Python is easy to learn as it is very similar to JavaScript, Ruby, and PHP. Also, Python has very good machine learning libraries viz. Scikitlearn, Theano, Tensorflow, and Keras. Another important feature of Python is that it can be assembled on any platform such as a SQL server, a MongoDB database, or JSON. Python can also handle text data very well.

4. SAS

Sas is a leading analytics language and programming environment for data manipulation, developed by the SAS Institute in 1966 and developed in the 1980s and 1990s. SAS is easily accessible, manageable, and can analyze data from any source. SAS introduced a large suite of products in 2011 for customer intelligence and numerous SAS modules for marketing, social media and web analytics that are widely used for customer and prospect profiling. You can also predict their behaviors, manage and optimize communications.

5. Apache Spark

Apache was developed by the University of California, Berkeley’s AMP Lab, in 2009. Apache Spark is a fast, large-scale data processing engine, running applications on Hadoop clusters 100 times faster in memory and 10 times faster on disk. Spark is built on data science and its concept makes data science easy. Spark is also popular for developing data pipelines and machine learning models.

Spark also includes a library, MLlib, which provides a progressive set of machine algorithms for repetitive data science techniques such as classification, regression, collaborative filtering, clustering, and more.

6. Excel

Excel is a basic, popular, and widely used analytical tool in almost every industry. Whether you’re a Sas, R, or Tableau expert, you’ll still need to use Excel. Excel becomes important when there is a requirement for analysis of internal customer data.

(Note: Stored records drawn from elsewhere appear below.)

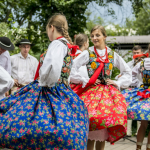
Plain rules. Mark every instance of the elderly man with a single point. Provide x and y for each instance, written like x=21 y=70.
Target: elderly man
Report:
x=23 y=65
x=6 y=82
x=135 y=50
x=5 y=46
x=5 y=62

Analyze the complex task that summarizes the data with a PivotTable preview that helps filter the data based on customer requirements. Excel has the advanced business analysis option that aids in modeling capabilities that have predesigned options such as automatic relationship detection, DAX measurement creation, and time grouping.

7. RapidMiner:

RapidMiner is a powerful integrated data science platform developed by the same company that performs predictive analytics and other advanced analytics like data mining, text analytics, machine learning, and visual analytics without any programming. RapidMiner can be incorporated with any type of data source, including Access, Excel, Microsoft SQL, Tera data, Oracle, Sybase, IBM DB2, Ingres, MySQL, IBM SPSS, Dbase, etc. The tool is very powerful and can generate analytics based on real-life data transformation settings, that is, it can control data sets and formats for predictive analytics.

8. KNIME

KNIME Developed in January 2004 by a team of software engineers from the University of Konstanz. KNIME is a leading open source, reporting and embedded analytics tool that enables you to analyze and model data through visual programming, integrates various components for data mining and machine learning through its modular data pipeline concept .

9. QlikView

QlikView has many unique features like proprietary technology and has in-memory data processing, which executes the result very fast for end users and stores the data in the report. The data association in QlikView is automatically maintained and can be compressed to almost 10% of its original size. The relationship of data is displayed using colors: a specific color is given to related data and another color to unrelated data.

10. Splunk:

Splunk is a tool that analyzes and searches the data generated by the machine. Splunk extracts all text-based log data and provides an easy way to search through it, a user can extract all kinds of data and perform all kinds of interesting statistical analysis on it and present it in different formats.